Interactive Visualizations with plotly
Contents
Interactive Visualizations with plotly#
So far, we have learned about two visualization libraries - matplotlib and seaborn. A third option we will discuss is the plotting library plotly.
Plotly can be used to create interactive visualizations. It is a newer library than matplotlib, and it doesn’t have quite as many options for statistical graphs as seaborn. However, it is gaining more of a userbase every day, and is nice to use in Jupyter notebooks because the graphs are all automatically interactive. Plotly also has a javascript interface, and can be used with plotly-dash
to create web apps.
In this section, we will be making the same visualizations we made in the seaborn lesson. In that lesson, we loaded data we cleaned from the paper
Potts, R.O., Guy, R.H. A Predictive Algorithm for Skin Permeability: The Effects of Molecular Size and Hydrogen Bond Activity. Pharm Res 12, 1628–1633 (1995). https://doi.org/10.1023/A:1016236932339
To visualize with plotly, we will import plotly express
.
import os
import pandas as pd
import plotly.express as px
file_path = os.path.join("data", "potts_table1_clean.csv")
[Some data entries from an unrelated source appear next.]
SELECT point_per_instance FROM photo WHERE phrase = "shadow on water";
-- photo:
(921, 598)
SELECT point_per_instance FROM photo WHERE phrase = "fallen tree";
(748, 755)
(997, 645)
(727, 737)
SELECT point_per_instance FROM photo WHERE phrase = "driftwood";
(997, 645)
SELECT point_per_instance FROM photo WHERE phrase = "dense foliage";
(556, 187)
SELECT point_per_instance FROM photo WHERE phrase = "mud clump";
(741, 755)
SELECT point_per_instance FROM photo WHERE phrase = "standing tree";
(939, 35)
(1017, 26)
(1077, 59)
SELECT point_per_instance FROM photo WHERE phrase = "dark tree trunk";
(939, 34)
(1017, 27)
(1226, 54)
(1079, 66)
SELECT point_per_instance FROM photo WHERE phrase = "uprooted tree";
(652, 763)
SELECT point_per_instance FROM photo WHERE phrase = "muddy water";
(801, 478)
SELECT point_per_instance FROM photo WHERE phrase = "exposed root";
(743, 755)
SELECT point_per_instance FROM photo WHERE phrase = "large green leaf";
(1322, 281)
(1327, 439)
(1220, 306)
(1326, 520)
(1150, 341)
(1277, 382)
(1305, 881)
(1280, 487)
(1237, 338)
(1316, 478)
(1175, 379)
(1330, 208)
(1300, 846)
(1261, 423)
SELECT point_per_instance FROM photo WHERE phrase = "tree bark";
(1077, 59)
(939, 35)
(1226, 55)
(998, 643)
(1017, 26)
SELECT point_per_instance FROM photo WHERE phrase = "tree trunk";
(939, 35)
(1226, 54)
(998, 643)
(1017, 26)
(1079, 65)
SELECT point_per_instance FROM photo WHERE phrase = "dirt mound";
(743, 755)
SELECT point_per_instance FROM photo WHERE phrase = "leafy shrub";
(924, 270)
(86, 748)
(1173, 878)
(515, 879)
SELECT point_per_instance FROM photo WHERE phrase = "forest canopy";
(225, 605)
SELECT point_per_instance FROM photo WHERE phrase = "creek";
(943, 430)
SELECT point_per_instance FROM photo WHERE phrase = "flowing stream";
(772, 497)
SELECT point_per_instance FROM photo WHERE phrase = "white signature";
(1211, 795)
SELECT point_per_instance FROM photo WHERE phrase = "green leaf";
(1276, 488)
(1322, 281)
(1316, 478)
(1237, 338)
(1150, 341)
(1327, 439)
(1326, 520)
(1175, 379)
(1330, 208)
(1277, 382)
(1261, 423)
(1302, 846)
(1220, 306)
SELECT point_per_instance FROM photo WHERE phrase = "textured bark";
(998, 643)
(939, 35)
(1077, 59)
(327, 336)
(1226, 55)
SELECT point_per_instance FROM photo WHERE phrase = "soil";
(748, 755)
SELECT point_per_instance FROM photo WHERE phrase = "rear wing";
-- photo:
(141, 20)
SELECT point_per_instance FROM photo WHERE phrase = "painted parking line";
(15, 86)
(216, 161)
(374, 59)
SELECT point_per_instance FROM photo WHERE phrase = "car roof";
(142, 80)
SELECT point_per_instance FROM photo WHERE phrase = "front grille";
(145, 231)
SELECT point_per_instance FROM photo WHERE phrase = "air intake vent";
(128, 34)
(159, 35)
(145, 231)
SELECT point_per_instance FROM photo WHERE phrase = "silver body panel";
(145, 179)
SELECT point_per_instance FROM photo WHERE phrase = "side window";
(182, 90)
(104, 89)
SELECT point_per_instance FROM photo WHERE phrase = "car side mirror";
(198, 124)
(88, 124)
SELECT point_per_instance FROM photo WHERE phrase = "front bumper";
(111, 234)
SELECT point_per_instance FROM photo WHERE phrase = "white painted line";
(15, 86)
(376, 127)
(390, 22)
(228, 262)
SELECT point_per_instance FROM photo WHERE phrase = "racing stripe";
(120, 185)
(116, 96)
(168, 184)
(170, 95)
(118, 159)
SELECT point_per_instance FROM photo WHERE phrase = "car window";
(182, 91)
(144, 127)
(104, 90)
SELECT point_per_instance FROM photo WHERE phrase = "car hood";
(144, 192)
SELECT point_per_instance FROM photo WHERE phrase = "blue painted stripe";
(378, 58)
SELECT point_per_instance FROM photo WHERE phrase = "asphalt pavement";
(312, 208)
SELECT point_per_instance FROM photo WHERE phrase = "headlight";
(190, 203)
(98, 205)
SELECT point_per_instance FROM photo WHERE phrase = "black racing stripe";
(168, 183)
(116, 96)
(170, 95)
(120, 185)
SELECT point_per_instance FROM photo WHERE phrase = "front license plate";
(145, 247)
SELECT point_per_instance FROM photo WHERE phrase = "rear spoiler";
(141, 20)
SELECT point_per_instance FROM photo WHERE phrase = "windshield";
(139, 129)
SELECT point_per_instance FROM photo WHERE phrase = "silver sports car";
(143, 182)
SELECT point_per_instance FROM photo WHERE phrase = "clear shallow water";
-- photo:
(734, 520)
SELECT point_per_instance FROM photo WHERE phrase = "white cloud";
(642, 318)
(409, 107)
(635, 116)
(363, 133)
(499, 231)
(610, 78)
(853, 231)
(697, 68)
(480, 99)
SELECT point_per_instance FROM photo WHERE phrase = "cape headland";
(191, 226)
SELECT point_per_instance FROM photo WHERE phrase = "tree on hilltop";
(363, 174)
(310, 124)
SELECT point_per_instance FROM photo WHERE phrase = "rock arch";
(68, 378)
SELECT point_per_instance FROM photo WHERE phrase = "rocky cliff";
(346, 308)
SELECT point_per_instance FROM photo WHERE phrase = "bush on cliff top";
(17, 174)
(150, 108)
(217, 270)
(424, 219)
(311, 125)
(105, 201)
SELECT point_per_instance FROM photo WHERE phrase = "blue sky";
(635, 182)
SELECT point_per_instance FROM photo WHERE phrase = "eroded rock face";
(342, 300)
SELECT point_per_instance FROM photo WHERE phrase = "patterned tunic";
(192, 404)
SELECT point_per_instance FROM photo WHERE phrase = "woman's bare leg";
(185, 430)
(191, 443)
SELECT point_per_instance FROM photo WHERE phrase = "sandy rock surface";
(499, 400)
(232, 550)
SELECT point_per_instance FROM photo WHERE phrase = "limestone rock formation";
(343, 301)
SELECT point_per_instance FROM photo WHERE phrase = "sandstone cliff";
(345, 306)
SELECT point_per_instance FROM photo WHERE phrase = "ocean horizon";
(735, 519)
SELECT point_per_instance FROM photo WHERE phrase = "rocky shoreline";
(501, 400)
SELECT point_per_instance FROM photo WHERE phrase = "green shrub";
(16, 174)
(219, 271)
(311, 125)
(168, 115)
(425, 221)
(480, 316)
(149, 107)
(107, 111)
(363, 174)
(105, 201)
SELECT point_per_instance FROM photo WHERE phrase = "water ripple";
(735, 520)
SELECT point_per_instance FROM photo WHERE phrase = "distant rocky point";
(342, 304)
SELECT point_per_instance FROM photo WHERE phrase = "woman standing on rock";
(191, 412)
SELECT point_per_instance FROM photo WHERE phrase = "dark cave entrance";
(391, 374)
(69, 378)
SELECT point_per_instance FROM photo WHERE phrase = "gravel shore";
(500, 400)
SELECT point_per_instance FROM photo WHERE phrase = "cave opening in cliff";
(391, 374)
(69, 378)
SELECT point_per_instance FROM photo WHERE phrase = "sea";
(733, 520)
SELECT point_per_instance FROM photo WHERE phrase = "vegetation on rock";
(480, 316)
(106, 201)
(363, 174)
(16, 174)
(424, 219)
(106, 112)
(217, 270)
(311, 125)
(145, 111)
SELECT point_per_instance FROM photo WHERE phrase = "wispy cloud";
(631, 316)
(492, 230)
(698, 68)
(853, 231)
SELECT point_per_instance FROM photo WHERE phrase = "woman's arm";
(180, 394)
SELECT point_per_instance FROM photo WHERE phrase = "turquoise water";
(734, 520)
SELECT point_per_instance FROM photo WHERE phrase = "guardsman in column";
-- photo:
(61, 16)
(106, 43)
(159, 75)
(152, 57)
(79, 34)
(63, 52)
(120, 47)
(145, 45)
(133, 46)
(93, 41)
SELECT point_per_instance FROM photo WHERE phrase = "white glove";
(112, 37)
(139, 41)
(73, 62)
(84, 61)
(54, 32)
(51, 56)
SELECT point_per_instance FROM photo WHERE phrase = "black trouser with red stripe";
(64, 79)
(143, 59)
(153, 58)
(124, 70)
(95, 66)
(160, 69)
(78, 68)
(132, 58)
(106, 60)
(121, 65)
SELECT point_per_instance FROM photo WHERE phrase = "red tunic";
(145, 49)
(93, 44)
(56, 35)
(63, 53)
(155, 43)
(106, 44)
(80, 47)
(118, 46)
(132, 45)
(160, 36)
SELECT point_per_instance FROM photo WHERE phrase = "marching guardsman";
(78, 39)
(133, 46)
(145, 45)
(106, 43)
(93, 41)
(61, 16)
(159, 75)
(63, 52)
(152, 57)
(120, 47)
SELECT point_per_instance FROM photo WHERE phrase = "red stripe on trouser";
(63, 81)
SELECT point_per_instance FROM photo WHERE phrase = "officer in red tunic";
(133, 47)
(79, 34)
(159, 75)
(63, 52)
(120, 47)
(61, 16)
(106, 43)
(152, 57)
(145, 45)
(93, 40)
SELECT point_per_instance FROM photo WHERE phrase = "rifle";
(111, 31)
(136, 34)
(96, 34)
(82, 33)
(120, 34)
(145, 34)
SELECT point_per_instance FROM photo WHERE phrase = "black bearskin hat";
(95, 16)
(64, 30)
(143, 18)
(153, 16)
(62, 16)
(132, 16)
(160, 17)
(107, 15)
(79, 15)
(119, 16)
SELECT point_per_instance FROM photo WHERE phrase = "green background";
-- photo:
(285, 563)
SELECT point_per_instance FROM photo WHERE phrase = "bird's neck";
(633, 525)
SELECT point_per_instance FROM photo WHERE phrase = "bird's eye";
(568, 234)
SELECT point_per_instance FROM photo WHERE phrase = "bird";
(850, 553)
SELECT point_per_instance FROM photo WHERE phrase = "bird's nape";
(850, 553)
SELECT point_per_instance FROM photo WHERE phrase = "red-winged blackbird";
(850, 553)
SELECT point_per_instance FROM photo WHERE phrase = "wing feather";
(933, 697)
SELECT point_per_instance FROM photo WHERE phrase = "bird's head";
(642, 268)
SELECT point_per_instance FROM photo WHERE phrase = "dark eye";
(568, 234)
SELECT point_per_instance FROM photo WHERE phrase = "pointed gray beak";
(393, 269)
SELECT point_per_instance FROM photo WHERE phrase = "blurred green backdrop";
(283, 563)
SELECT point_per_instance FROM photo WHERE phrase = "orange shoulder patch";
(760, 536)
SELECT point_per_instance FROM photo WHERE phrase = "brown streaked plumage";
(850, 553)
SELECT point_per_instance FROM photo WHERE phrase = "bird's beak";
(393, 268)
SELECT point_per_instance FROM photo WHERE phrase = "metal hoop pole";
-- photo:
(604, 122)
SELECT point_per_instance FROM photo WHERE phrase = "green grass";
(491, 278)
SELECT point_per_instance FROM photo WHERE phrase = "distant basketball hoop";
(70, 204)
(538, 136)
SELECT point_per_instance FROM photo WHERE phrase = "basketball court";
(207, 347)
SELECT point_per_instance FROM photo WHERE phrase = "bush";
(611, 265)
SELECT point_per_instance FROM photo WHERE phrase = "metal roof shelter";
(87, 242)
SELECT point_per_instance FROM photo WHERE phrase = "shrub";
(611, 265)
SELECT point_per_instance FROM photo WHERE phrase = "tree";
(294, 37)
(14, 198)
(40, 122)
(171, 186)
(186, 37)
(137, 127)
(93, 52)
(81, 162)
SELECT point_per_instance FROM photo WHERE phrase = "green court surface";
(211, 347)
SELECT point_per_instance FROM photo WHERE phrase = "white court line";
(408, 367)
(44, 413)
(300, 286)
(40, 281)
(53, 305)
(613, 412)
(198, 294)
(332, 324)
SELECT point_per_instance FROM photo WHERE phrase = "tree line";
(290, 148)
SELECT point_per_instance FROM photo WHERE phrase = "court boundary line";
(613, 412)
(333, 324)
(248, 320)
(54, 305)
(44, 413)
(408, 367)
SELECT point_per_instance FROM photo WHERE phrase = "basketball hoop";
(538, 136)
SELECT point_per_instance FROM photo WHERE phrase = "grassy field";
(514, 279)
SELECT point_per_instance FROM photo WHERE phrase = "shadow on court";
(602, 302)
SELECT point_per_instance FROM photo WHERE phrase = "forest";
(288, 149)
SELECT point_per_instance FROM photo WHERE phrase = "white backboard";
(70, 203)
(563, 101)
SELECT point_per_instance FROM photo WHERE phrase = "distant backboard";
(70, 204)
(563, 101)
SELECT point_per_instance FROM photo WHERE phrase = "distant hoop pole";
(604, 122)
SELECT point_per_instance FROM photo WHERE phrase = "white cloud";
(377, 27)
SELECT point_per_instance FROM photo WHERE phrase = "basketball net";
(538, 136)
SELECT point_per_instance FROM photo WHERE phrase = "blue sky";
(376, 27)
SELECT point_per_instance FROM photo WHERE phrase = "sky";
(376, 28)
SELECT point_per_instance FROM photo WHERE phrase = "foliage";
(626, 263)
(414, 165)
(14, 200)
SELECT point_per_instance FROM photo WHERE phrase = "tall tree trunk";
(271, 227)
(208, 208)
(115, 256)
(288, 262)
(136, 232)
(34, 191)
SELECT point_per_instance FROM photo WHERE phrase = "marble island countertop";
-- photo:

df = pd.read_csv(file_path)
df.head()
Compound | log P | pi | Hd | Ha | MV | R_2 | log K_oct | log K_hex | log K_hep | |
---|---|---|---|---|---|---|---|---|---|---|
0 | water | -6.85 | 0.45 | 0.82 | 0.35 | 10.6 | 0.00 | -1.38 | NaN | NaN |
1 | methanol | -6.68 | 0.44 | 0.43 | 0.47 | 21.7 | 0.28 | -0.73 | -2.42 | -2.80 |
2 | methanoicacid | -7.08 | 0.60 | 0.75 | 0.38 | 22.3 | 0.30 | -0.54 | -3.93 | -3.63 |
3 | ethanol | -6.66 | 0.42 | 0.37 | 0.48 | 31.9 | 0.25 | -0.32 | -2.24 | -2.10 |
4 | ethanoicacid | -7.01 | 0.65 | 0.61 | 0.45 | 33.4 | 0.27 | -0.31 | -3.28 | -2.90 |
Creating Scatter Plots#
First, we will create a scatter plot of log P
vs pi
. This is accomplished using the px.scatter
command. Plotly-express works with pandas dataframes. We must pass a pandas dataframe and indicate the column names for x
and y
.
When working with plotly, you will capture the output of this function as a variable. When we want to see the plot, we use variable_name.show()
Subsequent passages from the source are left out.